Rigor is not a precise assessment term such as validity or accuracy, but is often used in lay language to reference how challenging or difficult an assessment is, with the assumption that a rigorous assessment is able to separate the truly prepared from the more casually prepared. Of course, designing an assessment that does clearly differentiate those who excel from those who do not is helpful. However, instructors are advised not simply to rely on statistical manipulation of test scores to create the appearance of rigor. Some instructors assume that an exam will automatically be rigorous if the grades are normally distributed, with scores being assigned automatically to grades based on where those scores fall in the distribution. Similarly, some instructors assume that the lower the average on a test, the more rigorous the assessment process. However, rigor is not a function of score distribution or grading scale. Rather, a “rigorous” assessment provides valid, useful, sufficiently comprehensive information about what students know, or are able to do with what they have learned. There is nothing inherently wrong with grades being normally distributed, but faculty who are primarily interested in a normal distribution of scores might just as well assess students based on their height, weight, or body temperature. As noted by Bloom, Hastings, and Madaus (1971, p. 45), “There is nothing sacred about the normal curve. It is the distribution most appropriate to chance and random activity. Education is a purposeful activity, and we seek to have the students learn what we have to teach.”
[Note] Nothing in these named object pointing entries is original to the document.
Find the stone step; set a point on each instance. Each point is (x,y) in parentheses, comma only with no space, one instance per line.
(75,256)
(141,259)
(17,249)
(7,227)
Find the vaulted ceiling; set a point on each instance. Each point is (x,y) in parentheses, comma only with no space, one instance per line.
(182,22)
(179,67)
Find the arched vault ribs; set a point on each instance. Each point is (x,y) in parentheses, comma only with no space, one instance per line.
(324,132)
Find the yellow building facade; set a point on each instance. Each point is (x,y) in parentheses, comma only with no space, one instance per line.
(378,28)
Describing What to Measure
If it is important to establish the criteria by which learners will be assessed, it is first necessary to characterize the outcomes of learning accurately and precisely. Taxonomies of learning facilitate this purpose. Just as veterinarians and animal scientists use taxonomies of organisms to learn rules that apply to certain orders, families, or species of animals, and not to others, educational practitioners learn rules that apply to certain types of learning outcomes, and not to others. Most educators are familiar, conceptually, with broad types of learning outcomes; they often hear messages to teach “higher-order” rather than “lower-order” thinking, or to emphasize “critical thinking” rather than “rote memorization.” Such ideas can be useful reminders that we would like our students to be able to do things that are important or meaningful, but they are not sufficiently precise to guide specific assessment or teaching decisions. Taxonomies of learning outcomes are intended to help provide more precision. Unfortunately for educators, there is no universally accepted taxonomy of learning outcomes, so it is not uncommon to become familiar with one taxonomy, only to find that colleagues are familiar with another (Alexander, Schallert, and Hare, 1991; de Jong and Ferguson-Hessler, 1996). We will introduce two common taxonomies in hopes that you can apply the principles discussed regardless of the taxonomy you happen to be employing at any particular time.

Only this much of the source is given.